Common patterns: CO-185 (credentialing) clusters around one provider. CO-21 (missing information) clusters around one payer. CO-49 (invalid procedure code) spikes in January when new CPT codes take effect. Each pattern has a specific fix. If the same denial codes appear month after month, your billing team isn't fixing root causes.
| Metric | Healthy Practice | Broken Practice |
|---|---|---|
| AR distribution (0-30) | 60% of total AR | 35% of total AR |
| AR distribution (90+) | 8% of total AR | 28% of total AR |
| Days in AR | 32 days | 54 days |
| AR to monthly charges ratio | 1.2x | 2.5x |
| Write-off rate | 2.1% | 7.4% |
| Effective collection rate | 97% | 84% |
| Clean claim rate | 96% | 74% |
If your numbers look more like the "broken" column than the "healthy" column, the revenue gap is real and measurable. A practice billing $200K/month with a 97% vs 84% effective collection rate is collecting $26K less per month. That's $312K per year in revenue that was earned, billed, and lost somewhere in the billing process.

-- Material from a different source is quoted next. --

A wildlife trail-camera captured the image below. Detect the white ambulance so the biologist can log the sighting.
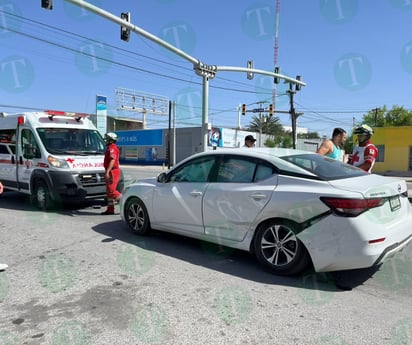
[0,110,106,210]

If your aging report reveals problems, the response depends on the severity.
If your 90+ AR is 10-15% and growing: Your billing team needs to prioritize old AR follow-up. Pull every claim over 90 days, sort by dollar value, and work the highest-value claims first. Set a weekly target for reducing the 90+ bucket. This is fixable with focused effort over 60-90 days.
If your 90+ AR is over 20%: This is a systemic problem that focused effort alone won't fix. Your billing operation has a workflow gap: claims are being submitted but not managed after submission. You need either dedicated denial management staff, a process overhaul, or a billing partner with a proven denial recovery system.
If your write-off rate is over 5%: Money is being abandoned. Pull your write-off report and categorize every write-off by reason. If the majority are "unable to collect" or "past filing deadline," claims are aging past their recovery window without being worked. This is the most expensive billing failure because the money was earnable and is now permanently gone.
If you can't get these numbers at all: That itself is a red flag. Your billing team (in-house or outsourced) should be producing these metrics monthly without being asked. If you have to request them and they take days to produce, the data infrastructure isn't there, which means nobody is managing the revenue cycle proactively.